A former member of the Vancouver Whitecaps’ women’s team, who blew the whistle in 2019 on Bob Birarda’s return to coaching, told a House of Commons committee Dec. 1 that two prominent Canadian soccer executives should not be involved when Canada co-hosts the FIFA World Cup in 2026.

Ciara McCormack (Twitter)

Ciara McCormack testified to the all-party Status of Women committee’s hearing on women and girls in sport that there needs to be a judicial inquiry into the Canadian sport system, including a full investigation of the finances and operations of the Canadian Soccer Association.  

“There’s a lot of taxpayer money going into FIFA 2026 and there was so much harm done in our situation that hasn’t been remedied in any capacity,” McCormack testified.

Former women’s national under-20 head coach and Olympic team assistant coach Birarda pleaded guilty last February to sexually assaulting four players between 1988 and 2008. In November, he was sentenced to 16 months in jail. 

McCormack said the roles of former CSA president Victor Montagliani and general secretary Peter Montopoli are particularly problematic, because they were both in power when Birarda was employed in 2008. Montagliani is now a vice-president of FIFA and Montopoli the chief operating officer for the 2026 World Cup matches in Vancouver and Toronto.

“People like this have no place in sport and we need mechanisms to remove them,” McCormack told the committee. “Because what kind of message does it send to reward leaders of taxpayer-funded sport whilst simultaneously covering up child abuse?”

Last July’s report by University of Western Ontario sport law professor Richard McLaren found that instead of acknowledging Birarda’s abuse and firing him in 2008, “Canada Soccer misled players and obfuscated the true reason for his departure: his continued harassment of players and abuse of the power imbalance between Birarda and players on the team. Moreover, the CSA’s failure to terminate Birarda and impose disciplinary sanctions afforded him the opportunity to continue coaching, putting other players at potential risk.”

McCormack’s appearance at the committee came three hours after Canada’s men’s team lost its third and final match at Qatar 2022. Canada, U.S. and Mexico have already qualified as co-hosts to 2026’s 48-nation, 80-match tournament. 

But the number of matches could be increased if some in FIFA have their way. 

FIFA VP Montagliani and president Infantino (Twitter)

U.S. is already committed to hosting 60 matches, with 10 for Canada and 10 for Mexico. But, the Guardian reported that there have been informal talks behind the scenes in Qatar about changing the opening round format from 16 groups of three nations to 12 groups of four nations.
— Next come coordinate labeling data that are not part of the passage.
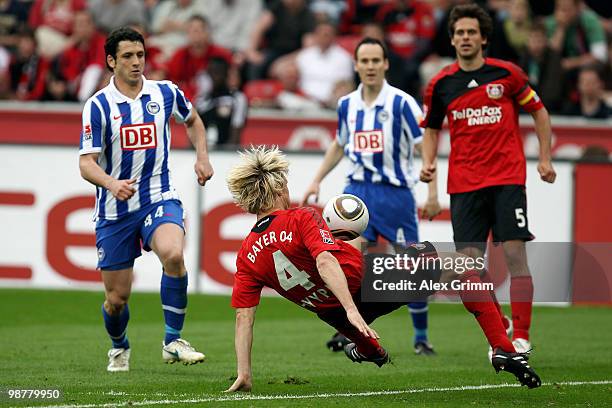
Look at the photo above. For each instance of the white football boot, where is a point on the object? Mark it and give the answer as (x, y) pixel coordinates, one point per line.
(118, 360)
(509, 332)
(181, 350)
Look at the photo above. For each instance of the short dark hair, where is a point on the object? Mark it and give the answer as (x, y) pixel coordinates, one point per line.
(471, 11)
(370, 40)
(115, 37)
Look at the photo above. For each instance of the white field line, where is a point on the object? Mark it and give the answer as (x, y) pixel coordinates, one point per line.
(249, 397)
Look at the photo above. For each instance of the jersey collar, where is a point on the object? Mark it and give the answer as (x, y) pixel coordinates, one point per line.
(118, 97)
(380, 99)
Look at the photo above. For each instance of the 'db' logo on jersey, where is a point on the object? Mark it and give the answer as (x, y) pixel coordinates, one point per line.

That would result in 24 additional first round matches.

More first round matches could benefit both Vancouver’s B.C. Place Stadium and Toronto’s BMO Field, which fall below FIFA’s 60,000 minimum capacity to host a match in the quarter-finals and beyond. But there would be additional costs. City of Toronto is already expecting to spend $290 million, while the B.C. said it could cost up to $260 million. That doesn’t count the federal contribution for security and other costs. 

“We have not received any information from FIFA regarding the possible expansion of the 2026 World Cup,” said Corinna Fillion of the B.C. Ministry of Tourism, Arts, Culture and Sport communications office. “At this time, we do not yet know how many matches will be held in each city.”  

There is a lot that the public does not know about the 2026 tournament. In response to a freedom of information request for B.C.’s hosting proposal to FIFA, B.C. Pavilion Corporation withheld almost all 117 pages. The taxpayer-owned stadium operator cited exceptions to the public records law that protect policy advice or recommendations, intergovernmental relations or negotiations, financial or economic interests of a public body, and business interests of a third party.

The only information visible includes Ministry and PavCo letterhead, PavCo CEO Ken Cretney’s signature, the words “table of contents” and “introduction,” and nine pages with “Vancouver Questionnaire” at the top.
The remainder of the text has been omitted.